Reflexões sobre a terapia..

Penso a terapia como um espaço para que algo aconteça, algo que ainda não tem nome, que se faz em nós, mas ainda não percebemos. Não é um momento para nos encontrar, mas para nos diferir, para dar vazão a outros seres que nos habitam, que ainda não conhecemos, mas desejamos.

Enquanto terapeuta, não busco encontrar o que uma pessoa é, mas tomar contato com o que está fazendo, se relacionando (coisas, pessoas e atividades), quais seus interesses e desinteresses momentâneos, e como está se diferindo, rompendo e experimentando outros modos de ser possíveis.

No encontro terapêutico dialogamos sobre temas diversos e distintos, não apenas sobre uma queixa. Uma das questões que acredito ser mais importante na terapia é "-Como compor uma vida considerando suas diferenças, excentricidade e esquisitices?"

Busco tomar contato e compreender os modos de vida de cada um, como se alegra e sofre, partindo de suas experiências, tal como descreve suas vivências. Entendo que para cada questão que se apresenta não há uma saída única, mas múltiplas.

A terapia acontece por meio de um diálogo, proporcionando uma reflexão existencial e uma prática filosófica sobre a própria existência num nível singular. Seu intuito é pensar como estamos existindo no mundo, como nos relacionamos, nos afetamos, e o que fazemos disso tudo.

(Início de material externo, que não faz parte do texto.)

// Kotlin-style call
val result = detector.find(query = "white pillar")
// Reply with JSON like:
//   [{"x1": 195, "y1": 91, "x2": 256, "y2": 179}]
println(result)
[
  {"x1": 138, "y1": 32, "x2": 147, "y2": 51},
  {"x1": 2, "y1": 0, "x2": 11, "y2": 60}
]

Neste diálogo pensamos sobre nossos dilemas e interesses, implicando a existência nela mesma. Seu o intuito não é curar um trauma, mas pensar outras maneiras de existir, resistir e se revoltar na vida. Trata-se de pensar e experimentar outros modos de vida, mais interessantes, salutares e potentes.

"A vocação da análise, portanto, não é dizer o que somos, mas sim promover a escuta daquilo de que estamos em vias de diferir - ou seja, a sustentação de devires-outro."
(Suely Rolnik, em 'O mal-estar na diferença')

Trata-se de um espaço para experimentar outros pensamentos e modos de vida, compor e decompor, um espaço de experimentação, para se desidentificar. Quando falamos livremente, tomamos contato com o que estamos sendo e nos abrimos para experimentar modos de vida.

O processo terapêutico atua sobre virtualidades. Não há um tema único e específico para tratar, mas uma diversidade de afetos, questões e dilemas que coabitam a existência. Em sua prática, tomamos contato com as multiplicidades que nos habitam, implicando e transformando.

No falar livre de julgamentos e pressuposições, a pessoa se percebe, repensa sua existência, história e seus afetos, revê suas experiências, e abre caminhos para mudar o que não está bem. O terapeuta não tem o papel de dizer ou direcionar algo, mas possibilitar abrir caminhos.

A função da terapia, se é possível pensar deste modo, não seria indicar um caminho ou "tratar algo", mas possibilitar que outros caminhos sejam pensados e experienciados, potencializando novas maneiras de pensar e viver, no caminho do que é salutar e potente para cada um. 

"A análise tem a potencialidade de constituir-se como força de enfrentamento do problema que cada aglutinação de diferenças coloca, força de sustentação da emergência do novo, força subversiva. A eficácia do dispositivo analítico está em relançar o ser em sua processualidade, desfazer nódulos de figuras identificatórias calcificadas, criar condições para a invenção de possibilidades de vida produzidas a partir de um processamento das diferenças e não de seu rechaço."
(Suely Rolnik, em 'O mal-estar na diferença')
 

Referência:
ROLNIK, Suely. O mal-estar na diferença. Anuário Brasileiro de Psicanálise. Relume-Dumará, Rio de Janeiro, 1995.